The People of the State of New York, Respondent,
v
Juan Serrano, Appellant.

—[*1] Richard M. Greenberg, Office of the Appellate Defender, New York (Lily Goetz of counsel), for appellant.

Juan Serrano, appellant pro se.

Robert M. Morgenthau, District Attorney, New York (Elizabeth Squires of counsel), for respondent.

Judgment, Supreme Court, New York County (A. Kirke Bartley, J.), rendered February 22, 2007, convicting defendant, after a nonjury trial, of burglary in the second degree, and sentencing him, as a second violent felony offender, to a term of seven years, unanimously reversed, on the law, and the indictment dismissed.

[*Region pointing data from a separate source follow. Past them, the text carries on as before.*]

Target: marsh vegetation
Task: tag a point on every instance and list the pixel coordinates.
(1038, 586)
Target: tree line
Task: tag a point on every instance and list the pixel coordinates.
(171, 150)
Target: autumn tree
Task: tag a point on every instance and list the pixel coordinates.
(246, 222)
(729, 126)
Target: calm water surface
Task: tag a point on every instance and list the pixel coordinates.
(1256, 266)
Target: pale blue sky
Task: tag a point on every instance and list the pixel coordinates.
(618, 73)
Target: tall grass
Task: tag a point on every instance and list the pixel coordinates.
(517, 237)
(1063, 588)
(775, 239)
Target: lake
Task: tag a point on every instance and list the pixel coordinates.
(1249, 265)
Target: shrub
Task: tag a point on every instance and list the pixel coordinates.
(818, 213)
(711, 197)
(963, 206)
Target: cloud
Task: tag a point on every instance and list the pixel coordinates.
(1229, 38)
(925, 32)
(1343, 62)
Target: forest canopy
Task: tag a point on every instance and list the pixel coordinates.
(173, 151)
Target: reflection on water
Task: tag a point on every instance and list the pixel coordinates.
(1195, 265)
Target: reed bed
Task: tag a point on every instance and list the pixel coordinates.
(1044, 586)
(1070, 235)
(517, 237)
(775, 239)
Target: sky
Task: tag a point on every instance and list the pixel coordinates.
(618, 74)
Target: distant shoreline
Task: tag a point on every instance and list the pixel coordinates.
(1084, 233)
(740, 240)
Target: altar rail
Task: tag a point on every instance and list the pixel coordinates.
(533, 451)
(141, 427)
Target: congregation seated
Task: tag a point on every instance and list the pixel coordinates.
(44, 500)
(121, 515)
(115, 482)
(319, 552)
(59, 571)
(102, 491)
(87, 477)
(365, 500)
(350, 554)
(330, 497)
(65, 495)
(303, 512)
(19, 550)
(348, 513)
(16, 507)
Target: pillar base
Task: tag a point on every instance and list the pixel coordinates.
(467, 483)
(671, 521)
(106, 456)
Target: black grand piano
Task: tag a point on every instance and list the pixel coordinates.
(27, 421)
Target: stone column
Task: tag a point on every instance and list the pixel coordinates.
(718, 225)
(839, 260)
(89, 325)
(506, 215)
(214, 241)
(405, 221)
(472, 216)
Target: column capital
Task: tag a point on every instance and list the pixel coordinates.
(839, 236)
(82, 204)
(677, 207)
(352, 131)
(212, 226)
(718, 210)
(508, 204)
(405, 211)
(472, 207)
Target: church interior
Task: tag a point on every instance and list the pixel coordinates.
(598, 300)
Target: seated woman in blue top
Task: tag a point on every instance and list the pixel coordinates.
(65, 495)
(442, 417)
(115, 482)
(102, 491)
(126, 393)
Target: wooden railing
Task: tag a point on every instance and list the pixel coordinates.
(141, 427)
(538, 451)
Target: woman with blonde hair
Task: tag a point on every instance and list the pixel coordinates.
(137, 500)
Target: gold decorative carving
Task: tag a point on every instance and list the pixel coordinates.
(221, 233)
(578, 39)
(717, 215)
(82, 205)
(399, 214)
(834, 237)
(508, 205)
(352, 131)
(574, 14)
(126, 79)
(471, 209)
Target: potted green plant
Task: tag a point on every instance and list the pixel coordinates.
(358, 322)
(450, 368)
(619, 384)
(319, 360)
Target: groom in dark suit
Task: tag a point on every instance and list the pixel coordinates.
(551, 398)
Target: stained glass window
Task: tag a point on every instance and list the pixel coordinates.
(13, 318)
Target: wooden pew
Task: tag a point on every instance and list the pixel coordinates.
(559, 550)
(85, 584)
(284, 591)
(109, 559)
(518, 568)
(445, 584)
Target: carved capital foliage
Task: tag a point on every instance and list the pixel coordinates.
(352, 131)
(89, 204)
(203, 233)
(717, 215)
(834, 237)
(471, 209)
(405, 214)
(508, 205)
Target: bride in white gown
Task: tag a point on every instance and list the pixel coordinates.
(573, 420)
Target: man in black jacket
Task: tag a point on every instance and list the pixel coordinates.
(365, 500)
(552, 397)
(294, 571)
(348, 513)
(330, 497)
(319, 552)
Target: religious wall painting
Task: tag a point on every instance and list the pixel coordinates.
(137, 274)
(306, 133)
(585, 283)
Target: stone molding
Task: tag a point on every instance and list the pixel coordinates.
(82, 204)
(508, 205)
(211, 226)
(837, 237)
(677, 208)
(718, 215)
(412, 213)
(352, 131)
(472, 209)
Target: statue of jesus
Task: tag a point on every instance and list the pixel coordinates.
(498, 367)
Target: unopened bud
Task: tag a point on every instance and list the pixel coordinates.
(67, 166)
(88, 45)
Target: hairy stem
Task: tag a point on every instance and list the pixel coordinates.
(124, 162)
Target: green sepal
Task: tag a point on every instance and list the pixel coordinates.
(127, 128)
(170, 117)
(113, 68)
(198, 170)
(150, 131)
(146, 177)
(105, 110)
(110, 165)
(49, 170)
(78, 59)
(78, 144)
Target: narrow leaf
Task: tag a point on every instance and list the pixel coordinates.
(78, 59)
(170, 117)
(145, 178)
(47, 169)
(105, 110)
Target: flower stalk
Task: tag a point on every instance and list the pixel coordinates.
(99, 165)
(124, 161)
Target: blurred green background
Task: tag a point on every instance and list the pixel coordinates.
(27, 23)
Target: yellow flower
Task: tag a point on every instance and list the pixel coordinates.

The verdict was based on legally insufficient evidence. The victim's apartment was burglarized at some time between noon and 5:00 p.m. At about 1:30 p.m. that same day, but before the burglary was reported, defendant, a homeless man, was observed by a police officer about a block away from the burglary, standing near a dumpster. The officer observed a collection of small items on defendant's person, in a bag he was holding, and on top of the dumpster. Since the officer did not yet know about the burglary and had no reason to detain defendant, the officer permitted him to leave, and did not recover any of the items. However, when the victim reported the burglary the following day and described the items stolen, the officer remembered having seen defendant in possession of the same group of items. There was also evidence that defendant was known to have occasionally received food in the basement of the church-owned building where the burglary occurred.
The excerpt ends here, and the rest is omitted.